Chemical and Allied Products (CAP) PLC Wednesday reported its Full-Year(FY) revenue for the 2019 financial year swelled by N740.335 million while its profit for the period went down by 14% as spiralling cost of doing business hurt earnings.
“Given the uncertainties and ongoing business developments, the Company cannot accurately and reliably estimate the quantitative impact of the outbreak (of the coronavirus) on the business.
“It is against this background that regrettably, the Board will not be recommending the payment of dividends to Shareholders,” Awunobia Ajumogobia, its chairperson said in the company’s Annual Report and Financial Statements posted by the Nigerian Stocks Exchange (NSE).

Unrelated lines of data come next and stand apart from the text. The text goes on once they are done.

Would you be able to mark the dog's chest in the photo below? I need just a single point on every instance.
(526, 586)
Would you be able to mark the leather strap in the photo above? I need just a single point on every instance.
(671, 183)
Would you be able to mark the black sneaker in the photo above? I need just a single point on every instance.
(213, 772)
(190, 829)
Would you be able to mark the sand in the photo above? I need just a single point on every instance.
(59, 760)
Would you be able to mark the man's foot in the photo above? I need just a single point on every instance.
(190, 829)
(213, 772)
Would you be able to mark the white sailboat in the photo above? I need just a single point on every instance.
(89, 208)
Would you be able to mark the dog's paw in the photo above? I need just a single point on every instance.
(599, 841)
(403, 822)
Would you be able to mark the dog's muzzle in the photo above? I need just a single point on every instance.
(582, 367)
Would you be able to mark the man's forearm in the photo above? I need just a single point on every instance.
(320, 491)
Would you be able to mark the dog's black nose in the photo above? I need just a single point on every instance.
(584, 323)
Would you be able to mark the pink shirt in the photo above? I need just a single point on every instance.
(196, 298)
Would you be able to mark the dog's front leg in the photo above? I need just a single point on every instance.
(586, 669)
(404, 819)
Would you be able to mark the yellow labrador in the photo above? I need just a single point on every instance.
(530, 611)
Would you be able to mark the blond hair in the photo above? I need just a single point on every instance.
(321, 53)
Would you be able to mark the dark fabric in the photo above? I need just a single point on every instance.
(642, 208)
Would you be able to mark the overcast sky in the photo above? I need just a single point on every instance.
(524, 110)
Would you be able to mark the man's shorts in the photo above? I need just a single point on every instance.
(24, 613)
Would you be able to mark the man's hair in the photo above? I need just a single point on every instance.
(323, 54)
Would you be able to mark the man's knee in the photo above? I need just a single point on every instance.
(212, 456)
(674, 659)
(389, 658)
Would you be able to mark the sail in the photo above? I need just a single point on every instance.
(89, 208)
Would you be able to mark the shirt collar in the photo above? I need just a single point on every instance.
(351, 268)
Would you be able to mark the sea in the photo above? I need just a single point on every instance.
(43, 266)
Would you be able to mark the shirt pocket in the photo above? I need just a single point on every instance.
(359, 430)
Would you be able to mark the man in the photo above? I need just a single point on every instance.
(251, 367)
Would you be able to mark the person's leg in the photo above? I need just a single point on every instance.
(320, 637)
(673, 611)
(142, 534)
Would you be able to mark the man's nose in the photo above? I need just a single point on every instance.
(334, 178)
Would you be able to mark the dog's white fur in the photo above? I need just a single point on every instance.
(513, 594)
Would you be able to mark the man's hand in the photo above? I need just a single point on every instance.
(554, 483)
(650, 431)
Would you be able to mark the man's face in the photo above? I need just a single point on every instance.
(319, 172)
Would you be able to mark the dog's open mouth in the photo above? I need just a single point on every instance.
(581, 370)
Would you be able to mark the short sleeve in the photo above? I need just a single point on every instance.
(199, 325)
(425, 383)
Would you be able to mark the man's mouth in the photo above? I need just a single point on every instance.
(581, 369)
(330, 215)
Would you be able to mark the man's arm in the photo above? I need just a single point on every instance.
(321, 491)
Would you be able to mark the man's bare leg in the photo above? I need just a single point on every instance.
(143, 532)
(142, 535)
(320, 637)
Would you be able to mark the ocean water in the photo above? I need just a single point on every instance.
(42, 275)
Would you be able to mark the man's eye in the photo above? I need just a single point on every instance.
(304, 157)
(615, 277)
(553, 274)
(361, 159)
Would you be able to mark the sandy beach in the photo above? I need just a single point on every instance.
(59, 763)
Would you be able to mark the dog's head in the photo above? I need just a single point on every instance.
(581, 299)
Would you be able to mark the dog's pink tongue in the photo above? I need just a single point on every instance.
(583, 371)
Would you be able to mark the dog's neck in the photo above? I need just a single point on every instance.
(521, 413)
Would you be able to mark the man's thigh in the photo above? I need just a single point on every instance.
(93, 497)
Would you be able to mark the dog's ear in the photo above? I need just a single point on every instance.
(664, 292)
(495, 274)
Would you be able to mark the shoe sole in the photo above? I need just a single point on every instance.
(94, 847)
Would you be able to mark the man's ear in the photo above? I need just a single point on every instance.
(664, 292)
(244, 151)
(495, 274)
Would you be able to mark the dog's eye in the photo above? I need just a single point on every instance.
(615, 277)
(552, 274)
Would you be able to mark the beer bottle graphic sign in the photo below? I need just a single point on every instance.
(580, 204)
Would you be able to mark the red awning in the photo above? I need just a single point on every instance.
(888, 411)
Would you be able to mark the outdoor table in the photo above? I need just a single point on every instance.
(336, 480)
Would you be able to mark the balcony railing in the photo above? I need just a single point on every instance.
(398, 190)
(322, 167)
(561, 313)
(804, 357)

Revenue grew by 9.7% from N7.670 billion at FY2018 to N8.411 billion in the corresponding period this year.
Profit Before Tax slipped to N2.546 billion from N2.598 billion, contracting by over 2%.
Recording a decline of N287.255 million, profit for the year slumped from N2.029 billion to N1.742 billion.
Increases in Selling and Marketing Expenses, Administrative Expenses and Income Tax Expenses contributed mostly to the fall in profit.
CAP PLC’s outstanding shares add up to 700 million units.
Price to Earnings (PE) ratio is 8.31 while its EPS IS 2.48.
The firm opened trade on the floor of the NSE on Thursday at N20.65 per share.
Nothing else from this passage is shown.